# Pilot



## NZHUMPHREY (Sep 12, 2013)

Does anyone know the quickest way for a FAA ATPL holder to get a NZ ATPL?
I have heard converting to the Australian ATPL first then NZ. I would welcome any info on where and how to do this, besides the Government web sites. i.e. schools or web based classes?

Thx


----------



## topcat83 (Apr 16, 2009)

NZHUMPHREY said:


> Does anyone know the quickest way for a FAA ATPL holder to get a NZ ATPL?
> I have heard converting to the Australian ATPL first then NZ. I would welcome any info on where and how to do this, besides the Government web sites. i.e. schools or web based classes?
> 
> Thx


Try contacting Welcome to the International Aviation Academy of New Zealand Ltd - bet they'll know!


----------



## NZHUMPHREY (Sep 12, 2013)

Thanks for info I will let you know how it goes.


----------



## Grayburg (Sep 13, 2013)

This is a bit of a reverse info request but I'd be keen to know what you discover as I haven't actually come across this before.


----------



## NZHUMPHREY (Sep 12, 2013)

NZHUMPHREY said:


> Thanks for info I will let you know how it goes.

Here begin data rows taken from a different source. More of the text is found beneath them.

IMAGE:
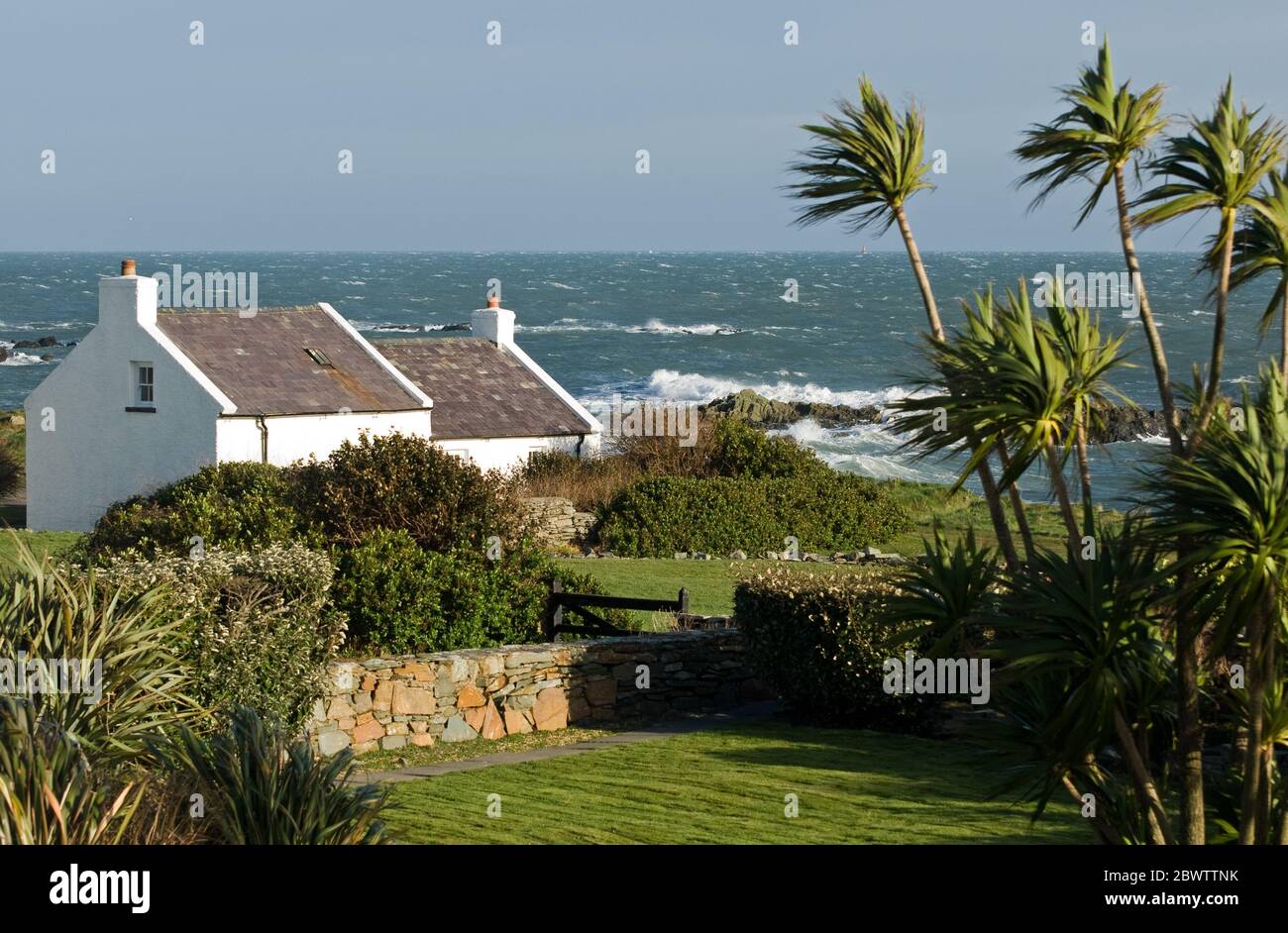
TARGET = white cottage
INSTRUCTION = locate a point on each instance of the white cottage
(151, 395)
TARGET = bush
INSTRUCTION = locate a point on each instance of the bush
(398, 481)
(400, 598)
(819, 641)
(11, 469)
(50, 794)
(258, 628)
(134, 682)
(739, 450)
(829, 512)
(224, 504)
(263, 789)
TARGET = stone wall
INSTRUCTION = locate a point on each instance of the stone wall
(490, 692)
(558, 520)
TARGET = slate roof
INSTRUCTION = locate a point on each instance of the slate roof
(263, 364)
(481, 390)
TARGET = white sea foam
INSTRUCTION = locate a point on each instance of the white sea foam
(22, 360)
(698, 387)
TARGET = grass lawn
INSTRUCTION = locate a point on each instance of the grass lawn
(53, 543)
(729, 785)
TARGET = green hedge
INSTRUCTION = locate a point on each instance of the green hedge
(818, 640)
(400, 598)
(258, 627)
(831, 512)
(226, 504)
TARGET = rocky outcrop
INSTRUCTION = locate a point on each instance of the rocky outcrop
(1120, 422)
(761, 412)
(451, 696)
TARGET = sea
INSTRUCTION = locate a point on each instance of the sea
(835, 327)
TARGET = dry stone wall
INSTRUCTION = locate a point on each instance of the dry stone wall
(490, 692)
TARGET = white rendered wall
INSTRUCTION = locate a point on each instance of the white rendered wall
(296, 437)
(97, 452)
(507, 454)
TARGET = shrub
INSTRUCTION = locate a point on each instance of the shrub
(399, 481)
(400, 598)
(819, 641)
(258, 626)
(263, 789)
(224, 504)
(739, 450)
(50, 795)
(125, 644)
(393, 593)
(11, 469)
(836, 511)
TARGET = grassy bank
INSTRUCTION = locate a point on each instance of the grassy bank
(730, 785)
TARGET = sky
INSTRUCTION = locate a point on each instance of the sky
(531, 145)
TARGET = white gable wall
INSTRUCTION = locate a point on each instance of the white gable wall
(296, 437)
(97, 452)
(507, 454)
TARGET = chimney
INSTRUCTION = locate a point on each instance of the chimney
(494, 323)
(128, 297)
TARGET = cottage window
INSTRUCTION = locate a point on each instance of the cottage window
(145, 395)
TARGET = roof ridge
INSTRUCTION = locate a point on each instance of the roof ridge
(233, 309)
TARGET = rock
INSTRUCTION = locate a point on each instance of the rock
(368, 731)
(601, 692)
(458, 730)
(761, 412)
(408, 700)
(550, 710)
(515, 722)
(493, 727)
(333, 743)
(475, 718)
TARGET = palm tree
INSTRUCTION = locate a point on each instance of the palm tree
(1216, 166)
(1228, 499)
(1091, 630)
(862, 168)
(1261, 246)
(1003, 382)
(1106, 129)
(1089, 358)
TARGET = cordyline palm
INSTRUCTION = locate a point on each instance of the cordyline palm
(1106, 129)
(1260, 248)
(1216, 166)
(1231, 501)
(863, 167)
(1089, 358)
(1094, 626)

I did call reference from the previous thread, And spoke with "JAY" . It seems there is not a particular place one can attend, or enroll , or buy a DVD etc ( Like in the USA) where you can get this done when you need to.
He said there are classes that certain flight schools may offer your its at their discretion.
He Also Suggested the CAANZ.


----------